We study malicious online content via a specific type of hate speech: race, ethnicity and national-origin based discrimination in social media, alongside hate crimes motivated by those characteristics, in 100 cities across the United States. We develop a spatially-diverse training dataset and classification pipeline to delineate targeted and self-narration of discrimination on social media, accounting for language across geographies. Controlling for census parameters, we find that the proportion of discrimination that is targeted is associated with the number of hate crimes. Finally, we explore the linguistic features of discrimination Tweets in relation to hate crimes by city, features used by users who Tweet different amounts of discrimination, and features of discrimination compared to non-discrimination Tweets. Findings from this spatial study can inform future studies of how discrimination in physical and virtual worlds vary by place, or how physical and virtual world discrimination may synergize.

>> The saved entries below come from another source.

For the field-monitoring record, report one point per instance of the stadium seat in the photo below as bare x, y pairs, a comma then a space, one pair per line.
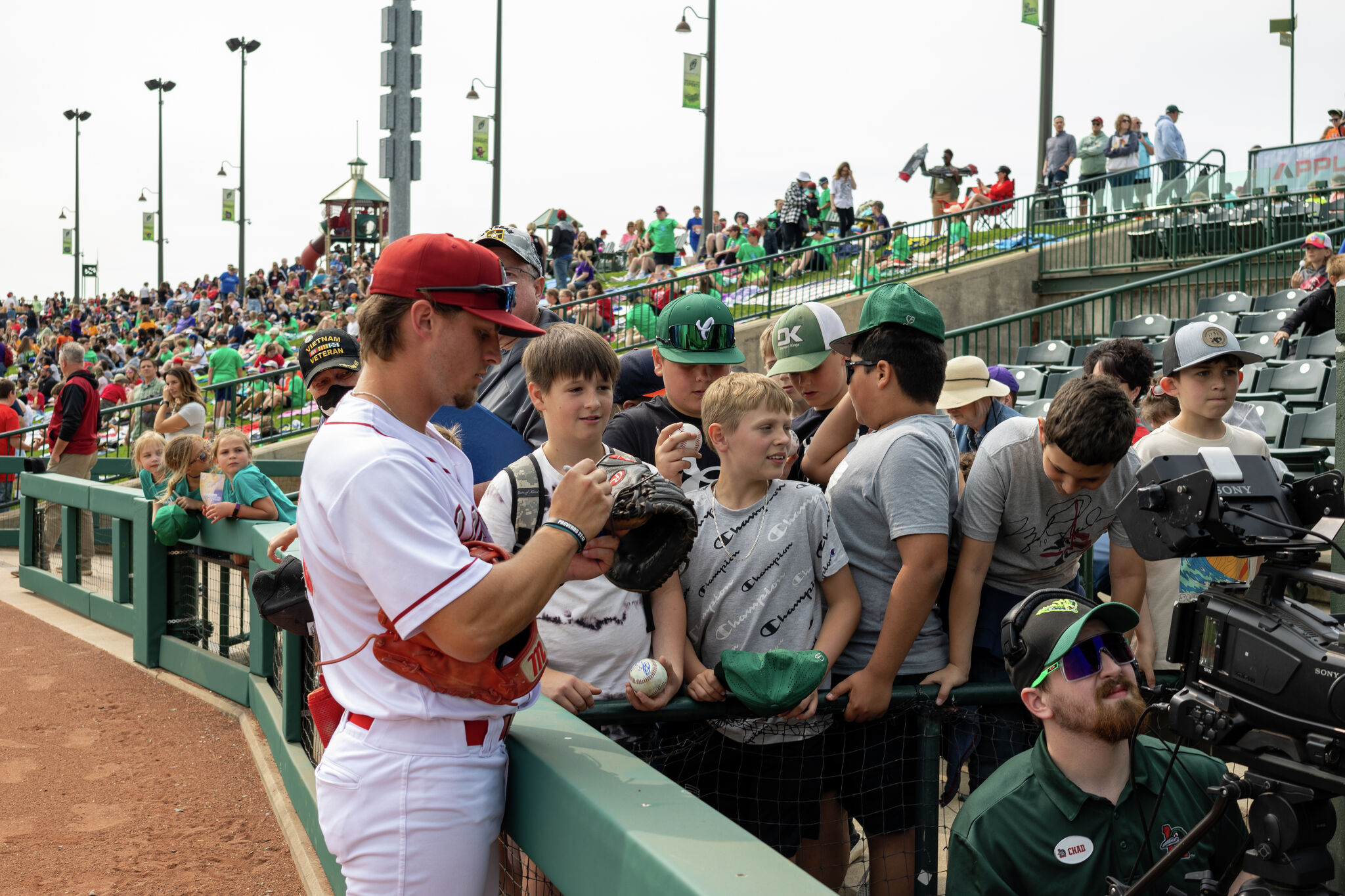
1034, 409
1264, 323
1223, 319
1283, 299
1304, 383
1029, 382
1227, 303
1051, 352
1309, 441
1059, 378
1273, 417
1142, 327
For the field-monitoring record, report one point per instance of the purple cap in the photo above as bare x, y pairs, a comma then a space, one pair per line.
1003, 375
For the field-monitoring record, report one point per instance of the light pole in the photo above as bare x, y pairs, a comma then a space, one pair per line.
162, 86
77, 116
708, 198
246, 46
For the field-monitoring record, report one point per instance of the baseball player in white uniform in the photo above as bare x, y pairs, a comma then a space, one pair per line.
410, 789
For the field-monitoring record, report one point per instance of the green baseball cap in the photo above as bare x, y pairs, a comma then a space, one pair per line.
774, 681
697, 330
173, 524
802, 337
894, 304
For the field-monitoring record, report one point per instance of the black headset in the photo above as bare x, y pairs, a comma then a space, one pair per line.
1011, 630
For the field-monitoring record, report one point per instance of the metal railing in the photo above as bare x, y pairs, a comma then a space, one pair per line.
1174, 295
1195, 226
857, 263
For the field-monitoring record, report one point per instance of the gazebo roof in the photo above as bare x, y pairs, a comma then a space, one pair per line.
357, 188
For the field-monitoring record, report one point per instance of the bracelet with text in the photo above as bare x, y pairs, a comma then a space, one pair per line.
564, 526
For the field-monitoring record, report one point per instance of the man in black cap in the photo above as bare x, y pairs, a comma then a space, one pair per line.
505, 391
1083, 805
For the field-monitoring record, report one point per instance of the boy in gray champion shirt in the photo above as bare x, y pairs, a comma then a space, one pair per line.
893, 498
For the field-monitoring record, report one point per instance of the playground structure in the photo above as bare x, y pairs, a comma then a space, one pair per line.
354, 221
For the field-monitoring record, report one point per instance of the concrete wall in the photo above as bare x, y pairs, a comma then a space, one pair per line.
966, 296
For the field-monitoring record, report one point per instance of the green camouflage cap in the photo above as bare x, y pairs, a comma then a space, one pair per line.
774, 681
894, 304
173, 524
802, 337
697, 330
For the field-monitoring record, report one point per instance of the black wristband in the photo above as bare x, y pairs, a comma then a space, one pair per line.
569, 528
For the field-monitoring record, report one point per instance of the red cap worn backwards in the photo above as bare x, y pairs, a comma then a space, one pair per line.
443, 269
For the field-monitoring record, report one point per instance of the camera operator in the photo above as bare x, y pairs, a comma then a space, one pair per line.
1082, 805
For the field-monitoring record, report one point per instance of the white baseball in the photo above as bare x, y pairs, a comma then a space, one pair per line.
649, 677
692, 441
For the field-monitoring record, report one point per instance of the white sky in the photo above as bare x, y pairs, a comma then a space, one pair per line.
592, 108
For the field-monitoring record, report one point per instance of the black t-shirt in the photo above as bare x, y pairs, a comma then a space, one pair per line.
636, 431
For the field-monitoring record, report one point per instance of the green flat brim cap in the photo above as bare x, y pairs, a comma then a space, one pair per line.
898, 304
703, 312
774, 681
173, 524
802, 337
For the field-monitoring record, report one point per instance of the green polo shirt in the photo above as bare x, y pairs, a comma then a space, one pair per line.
1030, 832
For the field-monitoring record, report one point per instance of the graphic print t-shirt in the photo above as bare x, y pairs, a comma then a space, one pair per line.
635, 431
753, 584
591, 629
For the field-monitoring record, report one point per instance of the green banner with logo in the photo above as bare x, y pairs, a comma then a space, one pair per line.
692, 66
481, 139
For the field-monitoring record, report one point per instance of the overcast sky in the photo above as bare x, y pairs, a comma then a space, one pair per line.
592, 108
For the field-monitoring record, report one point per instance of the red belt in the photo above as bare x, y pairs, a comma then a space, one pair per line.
475, 730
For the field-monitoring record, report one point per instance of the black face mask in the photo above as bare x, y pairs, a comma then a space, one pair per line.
327, 403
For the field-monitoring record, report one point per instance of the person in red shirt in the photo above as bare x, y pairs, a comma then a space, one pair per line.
10, 422
1130, 364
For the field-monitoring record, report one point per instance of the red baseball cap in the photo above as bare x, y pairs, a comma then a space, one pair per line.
440, 268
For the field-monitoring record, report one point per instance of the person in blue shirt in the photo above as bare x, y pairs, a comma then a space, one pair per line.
229, 281
970, 396
693, 233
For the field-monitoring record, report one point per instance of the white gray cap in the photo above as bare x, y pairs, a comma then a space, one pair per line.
1200, 343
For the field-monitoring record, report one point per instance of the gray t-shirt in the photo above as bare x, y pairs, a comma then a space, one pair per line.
768, 595
900, 480
1039, 532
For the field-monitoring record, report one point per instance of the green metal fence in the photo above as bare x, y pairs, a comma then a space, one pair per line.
1214, 218
858, 263
1087, 319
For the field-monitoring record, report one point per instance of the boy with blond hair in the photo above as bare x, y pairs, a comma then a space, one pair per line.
767, 572
594, 630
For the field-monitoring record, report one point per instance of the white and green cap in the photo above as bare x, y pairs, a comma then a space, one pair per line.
802, 337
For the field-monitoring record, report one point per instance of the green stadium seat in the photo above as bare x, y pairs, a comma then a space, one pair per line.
1055, 351
1228, 303
1264, 323
1142, 327
1283, 299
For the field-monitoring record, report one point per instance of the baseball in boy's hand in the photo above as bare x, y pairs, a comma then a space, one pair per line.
690, 438
649, 677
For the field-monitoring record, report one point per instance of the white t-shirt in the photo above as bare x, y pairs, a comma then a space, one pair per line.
195, 416
592, 629
382, 523
1166, 580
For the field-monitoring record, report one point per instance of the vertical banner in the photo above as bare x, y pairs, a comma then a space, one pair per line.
692, 81
481, 139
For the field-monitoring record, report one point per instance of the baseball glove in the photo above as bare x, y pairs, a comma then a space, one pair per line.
657, 522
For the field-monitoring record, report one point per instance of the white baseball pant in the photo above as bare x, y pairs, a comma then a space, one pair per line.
410, 809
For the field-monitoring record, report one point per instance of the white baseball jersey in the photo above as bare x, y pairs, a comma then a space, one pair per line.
382, 521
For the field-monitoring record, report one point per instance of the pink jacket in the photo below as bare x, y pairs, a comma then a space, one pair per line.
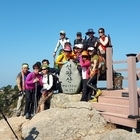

(Sep 2016 - Nov 2018) Socio-Spatial Self-Organizing Map

Historically, neighborhoods have been defined using administrative boundaries like Zip codes. But, it is a growing understanding in social sciences that what we experience around us is different from what is captured by such administrative boundaries. Hence, we develop a novel pipeline, Socio-Spatial Self-Organizing Map (SS-SOM), that uses freely-available, sparse, geo-tagged social media data to assess relevant geographies to measure exposure to social processes. The pipeline uses (i) shallow neural network to classify Tweets, (ii) followed by dividing the city into grid-cells, and (iii) then using an augmented version of the Self-organizing Maps to create contiguous, non-overlapping, homogeneous clusters. We use prevalence of racism and homophobia in New York City as example social processes to measure the change in exposure to these social processes between Zip codes and SS-SOM clusters.

(Sep 2016 - Oct 2018) Filling User Timeline Using Sparse Social Media Data

A stochastic framework for predicting individual level mobility timelines using sparse location data from social media. The framework utilizes individual and community mobility patterns and prioritizes the effect of location data closer in time, to make predictions.

(Jun 2016 - Dec 2016) Predicting Age and Gender of Social Media Users

Demographic attributes like age and gender are considered important covariates in public health study. Moreover, while data from social media platforms like Twitter is increasingly used in public health research, companies’ policy of not sharing users’ demographic attributes act as a bottleneck in such analysis. Hence, we use the text of the Tweets made by users to infer their age using modern NLP techniques, and use user-names to infer the gender of the users.